MEXICO CITY, May 18 (Reuters) - Mexico’s central bank is expected to keep its benchmark interest rate unchanged on Thursday after five consecutive hikes, on the back of the peso’s recent rally and in spite of above-target inflation.
The peso weakened to successive historic lows after the November election of U.S. President Donald Trump, who has threatened to scrap the North American Free Trade Agreement (NAFTA), prompting the Banco de Mexico to hike rates to a nearly 8-year high to prevent the weak peso from fanning inflation.
But the peso has clawed back this year, to become one of the world’s best performing currencies on bets Trump would not impose big tariffs on Mexican exports to the United States and as initial talks about trade have taken a more constructive tone.
The stronger local currency led 17 of the 25 analysts and economists surveyed by Reuters to say this week that they expect the central bank to keep the rate steady at its current 6.5 percent.

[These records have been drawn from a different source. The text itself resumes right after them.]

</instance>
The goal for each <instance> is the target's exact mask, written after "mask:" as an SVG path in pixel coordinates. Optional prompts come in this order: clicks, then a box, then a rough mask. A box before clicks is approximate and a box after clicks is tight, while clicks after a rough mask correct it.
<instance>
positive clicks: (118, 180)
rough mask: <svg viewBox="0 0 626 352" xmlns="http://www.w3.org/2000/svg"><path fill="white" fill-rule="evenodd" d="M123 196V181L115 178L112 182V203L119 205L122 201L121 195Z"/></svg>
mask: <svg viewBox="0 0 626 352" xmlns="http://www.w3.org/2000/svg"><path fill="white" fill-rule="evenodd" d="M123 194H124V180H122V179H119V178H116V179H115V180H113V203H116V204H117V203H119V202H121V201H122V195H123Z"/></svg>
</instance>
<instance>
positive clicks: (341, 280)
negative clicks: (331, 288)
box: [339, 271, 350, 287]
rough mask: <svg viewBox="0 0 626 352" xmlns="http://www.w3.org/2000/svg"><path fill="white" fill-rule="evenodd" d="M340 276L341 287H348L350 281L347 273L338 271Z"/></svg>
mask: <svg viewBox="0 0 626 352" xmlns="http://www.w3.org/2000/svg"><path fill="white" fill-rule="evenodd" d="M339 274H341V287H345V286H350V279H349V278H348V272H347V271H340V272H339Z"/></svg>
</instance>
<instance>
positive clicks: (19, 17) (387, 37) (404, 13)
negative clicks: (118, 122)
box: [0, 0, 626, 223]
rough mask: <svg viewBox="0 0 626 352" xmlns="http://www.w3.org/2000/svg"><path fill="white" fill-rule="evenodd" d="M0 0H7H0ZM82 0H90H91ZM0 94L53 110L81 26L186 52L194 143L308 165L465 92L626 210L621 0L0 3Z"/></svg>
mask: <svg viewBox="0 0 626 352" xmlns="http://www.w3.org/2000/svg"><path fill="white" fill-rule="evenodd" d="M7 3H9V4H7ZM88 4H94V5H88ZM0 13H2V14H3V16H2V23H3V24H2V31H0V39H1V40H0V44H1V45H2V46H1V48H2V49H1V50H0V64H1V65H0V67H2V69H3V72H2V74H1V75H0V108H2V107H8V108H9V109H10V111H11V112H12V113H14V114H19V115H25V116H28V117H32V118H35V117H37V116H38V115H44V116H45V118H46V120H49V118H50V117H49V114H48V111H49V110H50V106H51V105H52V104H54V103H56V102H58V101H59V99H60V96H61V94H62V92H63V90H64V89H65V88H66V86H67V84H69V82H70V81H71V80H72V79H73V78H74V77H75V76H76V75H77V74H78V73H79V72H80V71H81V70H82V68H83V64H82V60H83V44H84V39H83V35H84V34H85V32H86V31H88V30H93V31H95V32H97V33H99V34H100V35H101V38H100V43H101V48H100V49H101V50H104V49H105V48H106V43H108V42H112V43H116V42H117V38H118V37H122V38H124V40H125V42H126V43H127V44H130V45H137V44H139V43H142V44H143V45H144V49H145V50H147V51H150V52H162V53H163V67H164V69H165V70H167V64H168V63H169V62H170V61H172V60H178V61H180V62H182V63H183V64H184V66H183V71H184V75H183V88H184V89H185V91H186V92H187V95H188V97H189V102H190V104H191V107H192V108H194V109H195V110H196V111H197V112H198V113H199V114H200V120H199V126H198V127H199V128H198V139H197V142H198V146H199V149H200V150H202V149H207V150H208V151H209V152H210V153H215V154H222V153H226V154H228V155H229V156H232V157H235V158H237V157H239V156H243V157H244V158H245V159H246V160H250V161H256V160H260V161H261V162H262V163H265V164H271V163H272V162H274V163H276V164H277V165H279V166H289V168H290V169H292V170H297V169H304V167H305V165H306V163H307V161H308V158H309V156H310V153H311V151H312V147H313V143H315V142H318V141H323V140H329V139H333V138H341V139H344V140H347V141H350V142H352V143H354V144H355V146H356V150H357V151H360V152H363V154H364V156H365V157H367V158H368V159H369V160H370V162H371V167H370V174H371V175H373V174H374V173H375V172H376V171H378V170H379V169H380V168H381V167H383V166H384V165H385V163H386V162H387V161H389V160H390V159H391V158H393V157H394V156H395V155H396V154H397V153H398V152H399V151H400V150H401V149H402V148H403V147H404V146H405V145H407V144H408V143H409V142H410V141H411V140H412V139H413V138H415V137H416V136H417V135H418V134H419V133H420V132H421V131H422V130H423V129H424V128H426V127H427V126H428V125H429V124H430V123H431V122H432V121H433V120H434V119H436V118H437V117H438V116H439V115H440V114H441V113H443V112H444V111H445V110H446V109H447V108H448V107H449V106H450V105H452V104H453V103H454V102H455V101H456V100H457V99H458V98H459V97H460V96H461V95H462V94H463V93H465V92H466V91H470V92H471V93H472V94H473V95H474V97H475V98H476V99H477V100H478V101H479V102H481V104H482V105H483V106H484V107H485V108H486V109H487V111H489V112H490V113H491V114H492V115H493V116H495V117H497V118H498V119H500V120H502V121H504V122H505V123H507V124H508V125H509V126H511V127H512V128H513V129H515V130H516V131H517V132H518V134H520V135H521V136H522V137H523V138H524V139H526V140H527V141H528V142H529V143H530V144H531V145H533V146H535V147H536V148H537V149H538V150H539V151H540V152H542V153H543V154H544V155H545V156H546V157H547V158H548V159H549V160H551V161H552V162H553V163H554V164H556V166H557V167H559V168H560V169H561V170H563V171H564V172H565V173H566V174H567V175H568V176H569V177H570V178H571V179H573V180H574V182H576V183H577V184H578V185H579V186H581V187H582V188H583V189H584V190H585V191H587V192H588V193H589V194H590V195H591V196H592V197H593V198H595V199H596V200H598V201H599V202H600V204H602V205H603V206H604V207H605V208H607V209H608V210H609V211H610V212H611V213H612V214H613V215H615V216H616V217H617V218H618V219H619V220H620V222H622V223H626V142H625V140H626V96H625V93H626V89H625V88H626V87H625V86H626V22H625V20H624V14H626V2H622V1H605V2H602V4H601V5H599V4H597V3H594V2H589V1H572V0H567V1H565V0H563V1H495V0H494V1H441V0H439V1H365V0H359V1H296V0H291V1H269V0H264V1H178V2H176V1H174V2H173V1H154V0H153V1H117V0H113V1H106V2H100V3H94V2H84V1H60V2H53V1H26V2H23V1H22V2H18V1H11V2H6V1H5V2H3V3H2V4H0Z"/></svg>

“The central bank will likely remain vigilant and focused on anchoring the inflation dynamics and the currency, but also aware of the latent risk that if it overreaches on the monetary front, i.e., if it embraces an overly restrictive monetary stance, the central bank could itself become a risk to the economy,” Goldman Sachs economist Alberto Ramos wrote in a note to clients.
Still, as annual inflation is running at its fastest pace in nearly eight years, with consumer prices rising 5.82 percent in the year through April, the bank’s tightening cycle is likely not over.
Goldman Sachs’ Ramos said he expects the key rate to be left unchanged on Thursday, with Banco de Mexico tracking an expected U.S. Federal Reserve hike in June.
Speaking at an event in Washington in April, Banco de Mexico chief Agustin Carstens signaled the cycle of monetary tightening might not be over, saying that there were “still some issues that need to be taken care of.”
A minority of analysts believe that tightening may occur on Thursday.
Seven of the economists polled by Reuters expect a 25 basis point hike to 6.75 percent and one forecast an increase to 7.0 percent.